Etonnante fierté. Était-ce une pécheresse que le remords inclinait? Le moine lui-même ne s’en pouvait convaincre. Oubliant la rigueur des lois divines, dont il était le représentant, il goûtait la noblesse de cette âme altière, jusque dans les écarts qu’il aurait dû réprouver.
Gaétane de Ferneuse poursuivait:
—«Lorsque je compris que j’allais être mère, je révélai tout à mon mari, et j’attendis son arrêt. Il ne me tua pas. Notre séparation fut résolue. Déjà l’on prévoyait le rétablissement du divorce, et je pouvais espérer...

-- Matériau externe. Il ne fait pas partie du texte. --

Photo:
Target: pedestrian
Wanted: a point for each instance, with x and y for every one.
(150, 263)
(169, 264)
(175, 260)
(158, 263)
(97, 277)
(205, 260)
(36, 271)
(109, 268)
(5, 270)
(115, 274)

—Le divorce!» protesta le moine.
—«La miséricorde céleste me soit clémente, mon Père, si je m’égarais en pensant que mon devoir et la vérité s’accordaient à ce moment avec mon bonheur, et m’enjoignaient de me rendre libre pour épouser le père de mon enfant. L’Église même, dans une situation pareille, m’eût prise en pitié. Sans doute eussé-je obtenu l’annulation de mon mariage en cour de Rome. Je croyais réparer plutôt qu’aggraver mes torts, en m’efforçant de sortir du mensonge, en donnant, à l’enfant qui allait naître, son véritable père. Cependant l’acte ne suivit pas ma résolution. Le jour même de mon aveu, mon mari, après une scène dont je ne vous dépeindrai pas les phases cruelles, quitta le château, dans son équipement de chasse. Quelques heures plus tard, on le rapportait sans connaissance, la face ensanglantée, l’os frontal fracassé par la balle de son fusil. «Accident,» dit-on. «Suicide,» murmurait en moi une voix que je ne parvenais point à étouffer. Stanislas de Ferneuse ne mourut point, mais il perdit les deux yeux. Quand il sortit du délire prolongé où l’avait jeté son affreuse blessure, mon mari avait oublié ma confession. Il acceptait sans révolte les raisonnements des médecins, lui représentant comme une consolation à sa cécité l’espoir de sa paternité prochaine. Fut-ce une feinte du malheureux, pour garder près de lui, dans sa nuit désormais éternelle, la femme pour qui son amour s’était éveillé dans les convulsions de la jalousie et le fils que la loi et les hommes lui attribuaient? Fut-ce une amnésie réelle, causée par la blessure? Jamais je ne le sus, mon Père... Jamais!